Kiara soltó una risa irónica:
—Si yo hubiera sido la que perdiera la carrera de hoy, ¿crees que Pamela y Adriana me habrían dejado ir?
—No —respondió Simón sin dudar—. Probablemente te habrían despedazado viva.
—Por lo tanto... —la voz de Kiara era helada—, yo tampoco lo haré. Nunca me hago la santa con las personas que van por mí y quieren destruirme.
Al escuchar eso, Simón soltó una carcajada.
La miró con total admiración.
Era implacable, decidida.
Esa sí que era la sangre de la familia Quintana.
—Me gusta tu actitud —dijo Simón, aún apoyado en su mano y mirándola fijamente.
De pronto, arqueó una ceja, cambió de tema y su sonrisa se volvió más pronunciada:
—Pero, Skye... Resulta que mi sobrinita es bastante increíble. La reina de las pistas de hace cuatro años.

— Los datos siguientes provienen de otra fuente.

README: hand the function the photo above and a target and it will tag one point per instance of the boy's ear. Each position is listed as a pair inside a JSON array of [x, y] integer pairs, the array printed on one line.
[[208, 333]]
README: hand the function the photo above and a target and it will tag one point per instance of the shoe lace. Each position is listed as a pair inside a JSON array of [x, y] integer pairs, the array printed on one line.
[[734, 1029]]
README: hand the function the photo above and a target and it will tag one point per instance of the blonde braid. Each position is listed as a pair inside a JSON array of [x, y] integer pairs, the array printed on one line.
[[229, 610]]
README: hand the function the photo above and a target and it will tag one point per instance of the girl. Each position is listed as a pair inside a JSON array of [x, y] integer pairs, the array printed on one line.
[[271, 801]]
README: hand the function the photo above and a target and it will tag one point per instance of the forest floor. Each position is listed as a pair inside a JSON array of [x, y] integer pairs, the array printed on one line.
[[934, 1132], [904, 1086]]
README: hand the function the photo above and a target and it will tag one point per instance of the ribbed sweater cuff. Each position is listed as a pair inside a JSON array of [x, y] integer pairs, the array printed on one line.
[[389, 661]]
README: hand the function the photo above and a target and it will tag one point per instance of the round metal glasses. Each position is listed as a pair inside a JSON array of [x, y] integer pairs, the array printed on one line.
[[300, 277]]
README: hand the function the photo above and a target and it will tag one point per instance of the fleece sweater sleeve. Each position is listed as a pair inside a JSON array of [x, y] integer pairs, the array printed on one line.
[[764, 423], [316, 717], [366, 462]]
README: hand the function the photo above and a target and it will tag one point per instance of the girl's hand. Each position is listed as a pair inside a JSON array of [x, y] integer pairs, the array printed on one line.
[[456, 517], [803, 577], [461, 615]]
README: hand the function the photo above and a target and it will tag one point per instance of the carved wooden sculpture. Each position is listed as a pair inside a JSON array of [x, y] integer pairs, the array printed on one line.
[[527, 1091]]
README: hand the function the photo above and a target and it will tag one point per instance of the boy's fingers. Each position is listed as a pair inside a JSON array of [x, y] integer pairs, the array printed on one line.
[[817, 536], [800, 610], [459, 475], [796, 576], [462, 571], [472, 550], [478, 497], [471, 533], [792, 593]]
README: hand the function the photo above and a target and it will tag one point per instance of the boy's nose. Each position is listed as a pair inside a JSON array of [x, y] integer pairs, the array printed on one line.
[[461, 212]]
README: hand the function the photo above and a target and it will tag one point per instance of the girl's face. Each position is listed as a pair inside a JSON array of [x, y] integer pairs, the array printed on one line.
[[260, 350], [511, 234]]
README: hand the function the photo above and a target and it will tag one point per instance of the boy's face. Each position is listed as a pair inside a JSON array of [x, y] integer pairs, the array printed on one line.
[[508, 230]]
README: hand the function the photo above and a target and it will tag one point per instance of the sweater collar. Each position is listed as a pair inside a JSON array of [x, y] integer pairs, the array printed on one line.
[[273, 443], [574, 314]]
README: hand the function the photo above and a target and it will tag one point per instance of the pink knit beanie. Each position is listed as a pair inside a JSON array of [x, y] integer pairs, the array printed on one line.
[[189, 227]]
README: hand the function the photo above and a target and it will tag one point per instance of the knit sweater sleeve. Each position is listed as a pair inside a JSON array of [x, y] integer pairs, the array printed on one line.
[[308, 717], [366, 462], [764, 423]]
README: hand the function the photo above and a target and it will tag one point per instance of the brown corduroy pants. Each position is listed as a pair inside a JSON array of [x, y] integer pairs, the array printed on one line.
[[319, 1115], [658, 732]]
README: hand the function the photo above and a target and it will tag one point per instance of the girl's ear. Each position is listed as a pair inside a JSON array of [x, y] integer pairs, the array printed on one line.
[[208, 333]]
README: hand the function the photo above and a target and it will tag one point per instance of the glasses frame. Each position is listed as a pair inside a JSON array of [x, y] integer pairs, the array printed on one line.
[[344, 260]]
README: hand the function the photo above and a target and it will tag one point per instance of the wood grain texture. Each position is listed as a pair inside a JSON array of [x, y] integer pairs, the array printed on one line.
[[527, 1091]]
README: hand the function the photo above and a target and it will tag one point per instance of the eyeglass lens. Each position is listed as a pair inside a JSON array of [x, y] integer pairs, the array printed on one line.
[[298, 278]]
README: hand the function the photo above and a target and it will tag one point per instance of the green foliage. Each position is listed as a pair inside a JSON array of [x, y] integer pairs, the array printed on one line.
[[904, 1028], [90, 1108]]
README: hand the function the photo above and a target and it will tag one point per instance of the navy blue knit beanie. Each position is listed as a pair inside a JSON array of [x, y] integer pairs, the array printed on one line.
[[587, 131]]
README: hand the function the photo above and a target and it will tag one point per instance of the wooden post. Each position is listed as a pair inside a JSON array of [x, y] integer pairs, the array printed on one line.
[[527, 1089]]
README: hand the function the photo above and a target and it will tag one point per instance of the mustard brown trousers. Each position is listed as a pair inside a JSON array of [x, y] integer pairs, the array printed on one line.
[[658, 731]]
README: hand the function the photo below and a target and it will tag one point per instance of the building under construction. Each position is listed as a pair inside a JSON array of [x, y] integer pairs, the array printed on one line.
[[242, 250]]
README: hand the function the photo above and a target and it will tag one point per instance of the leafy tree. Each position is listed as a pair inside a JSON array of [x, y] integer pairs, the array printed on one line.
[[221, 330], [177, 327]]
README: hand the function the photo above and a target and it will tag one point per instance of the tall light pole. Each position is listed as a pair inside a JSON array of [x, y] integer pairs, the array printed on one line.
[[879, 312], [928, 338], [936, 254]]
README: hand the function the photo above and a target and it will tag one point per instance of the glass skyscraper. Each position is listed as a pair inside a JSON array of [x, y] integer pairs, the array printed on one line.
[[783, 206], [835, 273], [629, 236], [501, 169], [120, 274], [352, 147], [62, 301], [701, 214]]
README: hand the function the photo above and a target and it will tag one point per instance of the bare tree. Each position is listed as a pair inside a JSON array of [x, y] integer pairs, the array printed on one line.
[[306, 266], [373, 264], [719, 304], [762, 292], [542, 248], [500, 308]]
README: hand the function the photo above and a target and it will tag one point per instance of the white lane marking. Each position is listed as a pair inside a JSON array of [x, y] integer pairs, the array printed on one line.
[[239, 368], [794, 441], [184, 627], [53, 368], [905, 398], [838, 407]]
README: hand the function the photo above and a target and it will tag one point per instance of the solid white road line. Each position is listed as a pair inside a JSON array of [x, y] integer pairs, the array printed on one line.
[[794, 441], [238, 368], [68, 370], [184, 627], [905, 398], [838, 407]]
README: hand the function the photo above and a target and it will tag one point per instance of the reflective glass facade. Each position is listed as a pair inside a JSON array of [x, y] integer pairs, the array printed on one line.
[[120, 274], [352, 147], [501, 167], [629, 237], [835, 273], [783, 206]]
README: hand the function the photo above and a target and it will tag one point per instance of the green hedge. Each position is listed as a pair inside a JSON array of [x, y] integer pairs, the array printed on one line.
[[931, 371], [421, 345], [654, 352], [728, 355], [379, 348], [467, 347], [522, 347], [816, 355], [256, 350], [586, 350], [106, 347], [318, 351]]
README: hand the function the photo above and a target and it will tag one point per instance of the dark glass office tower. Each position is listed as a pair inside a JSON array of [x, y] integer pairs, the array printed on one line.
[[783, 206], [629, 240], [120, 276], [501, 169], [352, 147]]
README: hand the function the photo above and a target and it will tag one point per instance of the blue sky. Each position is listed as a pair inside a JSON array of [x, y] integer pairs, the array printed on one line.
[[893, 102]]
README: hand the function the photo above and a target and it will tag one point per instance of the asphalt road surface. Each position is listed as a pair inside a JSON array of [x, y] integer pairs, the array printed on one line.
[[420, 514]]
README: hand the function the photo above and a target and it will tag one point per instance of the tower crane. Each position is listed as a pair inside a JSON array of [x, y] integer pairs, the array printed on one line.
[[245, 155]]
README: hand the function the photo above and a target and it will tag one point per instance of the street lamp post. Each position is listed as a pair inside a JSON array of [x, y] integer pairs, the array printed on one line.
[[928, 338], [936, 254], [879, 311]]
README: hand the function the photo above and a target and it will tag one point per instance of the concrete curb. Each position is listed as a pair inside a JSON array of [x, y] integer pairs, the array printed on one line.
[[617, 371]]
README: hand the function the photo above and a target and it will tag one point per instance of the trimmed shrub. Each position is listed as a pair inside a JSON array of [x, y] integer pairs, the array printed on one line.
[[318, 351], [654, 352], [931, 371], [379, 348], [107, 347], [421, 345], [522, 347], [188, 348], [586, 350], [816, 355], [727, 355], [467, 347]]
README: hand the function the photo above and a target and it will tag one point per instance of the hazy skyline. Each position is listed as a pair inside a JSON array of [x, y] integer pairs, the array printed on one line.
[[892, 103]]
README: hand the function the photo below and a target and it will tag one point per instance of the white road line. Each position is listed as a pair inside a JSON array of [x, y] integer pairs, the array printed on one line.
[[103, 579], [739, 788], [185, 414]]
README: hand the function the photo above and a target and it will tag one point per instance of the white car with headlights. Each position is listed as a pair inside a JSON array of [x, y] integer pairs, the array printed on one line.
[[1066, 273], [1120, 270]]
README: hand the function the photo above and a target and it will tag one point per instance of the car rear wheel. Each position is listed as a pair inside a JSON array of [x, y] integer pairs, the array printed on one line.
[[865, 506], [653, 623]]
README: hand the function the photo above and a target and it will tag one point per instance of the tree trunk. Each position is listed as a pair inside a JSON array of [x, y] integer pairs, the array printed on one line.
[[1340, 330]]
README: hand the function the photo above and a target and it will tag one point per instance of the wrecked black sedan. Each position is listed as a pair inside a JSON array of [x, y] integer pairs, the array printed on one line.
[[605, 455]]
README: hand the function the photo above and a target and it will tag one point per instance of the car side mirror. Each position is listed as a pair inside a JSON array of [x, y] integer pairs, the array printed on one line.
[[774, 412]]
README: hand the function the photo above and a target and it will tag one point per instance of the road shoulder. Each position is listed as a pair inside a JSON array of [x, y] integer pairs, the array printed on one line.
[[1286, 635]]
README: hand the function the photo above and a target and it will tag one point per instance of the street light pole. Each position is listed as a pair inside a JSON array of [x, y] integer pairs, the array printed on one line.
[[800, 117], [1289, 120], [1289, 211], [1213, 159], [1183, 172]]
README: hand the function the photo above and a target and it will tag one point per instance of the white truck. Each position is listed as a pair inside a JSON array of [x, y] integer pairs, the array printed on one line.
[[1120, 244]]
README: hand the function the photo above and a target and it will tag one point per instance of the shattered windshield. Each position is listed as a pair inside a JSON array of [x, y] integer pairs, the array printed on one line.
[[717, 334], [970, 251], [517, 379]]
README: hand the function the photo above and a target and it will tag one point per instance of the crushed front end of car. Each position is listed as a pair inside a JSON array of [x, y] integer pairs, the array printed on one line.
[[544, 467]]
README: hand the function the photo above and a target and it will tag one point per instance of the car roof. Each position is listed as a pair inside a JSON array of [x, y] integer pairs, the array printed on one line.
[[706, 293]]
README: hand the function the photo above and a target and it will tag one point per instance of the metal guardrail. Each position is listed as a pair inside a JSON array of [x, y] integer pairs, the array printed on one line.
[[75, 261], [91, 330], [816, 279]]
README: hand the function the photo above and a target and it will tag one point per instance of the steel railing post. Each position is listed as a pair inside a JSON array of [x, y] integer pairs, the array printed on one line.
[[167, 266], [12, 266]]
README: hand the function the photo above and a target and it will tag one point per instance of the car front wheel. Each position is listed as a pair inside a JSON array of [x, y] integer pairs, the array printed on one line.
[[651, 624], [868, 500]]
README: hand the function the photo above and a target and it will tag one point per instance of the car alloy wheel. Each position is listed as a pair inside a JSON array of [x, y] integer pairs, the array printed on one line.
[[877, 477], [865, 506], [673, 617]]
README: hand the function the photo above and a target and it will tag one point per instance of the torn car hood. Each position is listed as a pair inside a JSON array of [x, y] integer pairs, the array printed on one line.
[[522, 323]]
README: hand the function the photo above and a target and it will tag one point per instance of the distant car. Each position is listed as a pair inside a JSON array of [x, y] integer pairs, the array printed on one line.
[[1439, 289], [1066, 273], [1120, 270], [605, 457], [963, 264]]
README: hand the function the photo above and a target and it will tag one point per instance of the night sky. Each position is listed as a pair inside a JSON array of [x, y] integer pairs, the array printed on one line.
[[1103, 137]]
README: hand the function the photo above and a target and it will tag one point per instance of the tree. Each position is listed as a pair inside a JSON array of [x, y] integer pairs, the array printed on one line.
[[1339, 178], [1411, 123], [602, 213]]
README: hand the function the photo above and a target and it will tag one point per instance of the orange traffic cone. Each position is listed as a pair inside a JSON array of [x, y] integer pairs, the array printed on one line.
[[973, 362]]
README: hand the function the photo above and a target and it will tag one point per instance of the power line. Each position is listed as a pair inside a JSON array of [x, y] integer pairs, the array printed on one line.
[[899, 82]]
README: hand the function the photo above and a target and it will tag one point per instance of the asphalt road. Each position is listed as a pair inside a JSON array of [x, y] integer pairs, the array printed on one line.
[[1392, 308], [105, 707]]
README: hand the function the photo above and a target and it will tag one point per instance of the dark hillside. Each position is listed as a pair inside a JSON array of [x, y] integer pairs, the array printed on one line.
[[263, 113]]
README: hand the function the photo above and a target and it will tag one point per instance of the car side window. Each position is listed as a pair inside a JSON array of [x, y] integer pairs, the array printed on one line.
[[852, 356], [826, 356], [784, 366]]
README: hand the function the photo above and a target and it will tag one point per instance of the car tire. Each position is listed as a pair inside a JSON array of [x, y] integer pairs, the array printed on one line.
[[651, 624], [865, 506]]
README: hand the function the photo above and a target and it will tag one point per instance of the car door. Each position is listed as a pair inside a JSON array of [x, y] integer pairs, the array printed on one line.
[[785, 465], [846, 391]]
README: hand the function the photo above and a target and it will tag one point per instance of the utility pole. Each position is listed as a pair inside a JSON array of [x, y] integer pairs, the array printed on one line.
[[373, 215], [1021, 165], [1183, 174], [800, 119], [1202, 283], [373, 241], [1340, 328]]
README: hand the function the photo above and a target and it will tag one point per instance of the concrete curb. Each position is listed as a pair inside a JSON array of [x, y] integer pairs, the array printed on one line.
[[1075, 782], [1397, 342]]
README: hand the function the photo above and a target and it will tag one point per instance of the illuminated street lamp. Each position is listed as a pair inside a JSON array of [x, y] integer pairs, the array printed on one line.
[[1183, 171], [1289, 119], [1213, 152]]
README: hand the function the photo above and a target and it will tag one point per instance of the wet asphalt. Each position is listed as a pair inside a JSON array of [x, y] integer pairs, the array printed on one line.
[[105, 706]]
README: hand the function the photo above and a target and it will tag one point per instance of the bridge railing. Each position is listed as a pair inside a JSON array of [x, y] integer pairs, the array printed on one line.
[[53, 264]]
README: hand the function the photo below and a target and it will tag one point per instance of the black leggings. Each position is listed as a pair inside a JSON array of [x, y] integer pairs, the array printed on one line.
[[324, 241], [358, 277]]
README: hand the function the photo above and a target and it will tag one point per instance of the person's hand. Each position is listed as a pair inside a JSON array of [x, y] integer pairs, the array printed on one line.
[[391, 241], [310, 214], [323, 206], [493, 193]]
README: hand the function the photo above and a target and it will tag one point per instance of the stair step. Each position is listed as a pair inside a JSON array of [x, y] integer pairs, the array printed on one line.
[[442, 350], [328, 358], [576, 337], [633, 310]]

Entrecerró sus ojos oscuros:
—Hace cuatro años... mi querida sobrina apenas tenía dieciséis, ¿verdad?
Kiara ni se inmutó:
—Tengo licencia de conducir. Mi calificación para competir fue aprobada por la asociación internacional.
—Tan joven y tan talentosa —Simón se frotó la barbilla—. Así que, aquella noche en el estacionamiento de la subasta clandestina, ¿esa habilidad para patear a mis guardaespaldas y robarme el chip también fue algo natural?
Kiara guardó silencio.
*¿Cómo es que la conversación terminó en el maldito chip?*
Esta vez, no tenía ganas de negarlo.
Orilló el auto, pisó el freno y miró al hombre a su lado.
Por instinto, Simón tensó los músculos, pensando que la chica se había molestado y estaba a punto de atacarlo otra vez.
Sentía una mezcla de molestia y diversión.
Guardó la tarjeta en su bolsillo, arqueó una ceja y observó con curiosidad el rostro excesivamente joven y hermoso de Kiara.
—Aun así, tengo mucha curiosidad. Una chica criada en el campo, ¿cómo tiene tan buenas habilidades? No hay muchas personas en el mundo que puedan robarle a Rex y salir ilesas.
Su ascenso en Aquilinia no había sido fácil.
Dependió de sus propios puños, de su capacidad para pelear y ser implacable.
De lo contrario, no habría logrado convertirse en el nuevo rey de las sombras en Aquilinia.
Sin embargo, las habilidades de combate de su sobrina estaban claramente por encima de las suyas.
Simón se frotó la barbilla, entrecerró los ojos en tono inquisitivo y sonrió:
—Por cierto, también me enteré de algo interesante.
—Ese chip pertenecía a la Liga Espectro.